Currently, he serves as the Director of Workforce for the California Volunteers Fund, which works in close collaboration with California Volunteers, Office of the Governor. The goal is to recruit, deploy and ultimately place diverse participants in living-wage jobs supporting the green economy of the future and to share learnings from LA to impact CA and the nation. He is working in partnership to develop a Service to Jobs Pathways, starting in Los Angeles, with a vision to create a model that could ultimately support the 10,000 CA Volunteers fellows across California to not only serve our community, but also address climate change through green jobs, create the next cadre of diverse teachers across CA, and be on a pathway to a successful future.

Gia Truong, Managing Partner, Equity & Proximity, New Profit

Gia is New Profit's Managing Partner, Equity & Proximity, where she plays a leadership role in championing New Profit's ongoing commitment to developing a strong culture of equity, diversity, and inclusion.

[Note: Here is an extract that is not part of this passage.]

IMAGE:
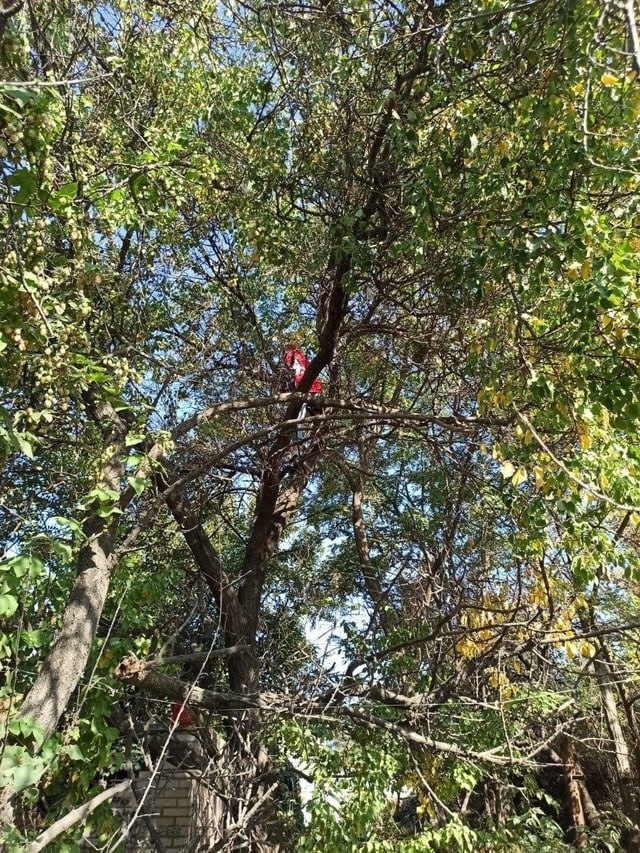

Gia is also a teacher at heart. Throughout her more than two decades in education, she served as a high school social studies teacher, an instructional coach, a middle school principal, a senior leader at Oakland Unified School District, and the CEO of Envision Education.

In her various leadership roles, Gia has learned that to improve outcomes for and with historically marginalized communities: leaders must be willing to do significant "mirror" work and be ready to change; adults need to learn to collaborate productively across difference; and community wisdom and power must be prioritized and amplified.

She is proud to be a Leading for Equity Fellow with the National Equity Project as well as a Pahara Education Fellow, a member of Education Leaders of Color, and a leadership coach with Lead Liberated.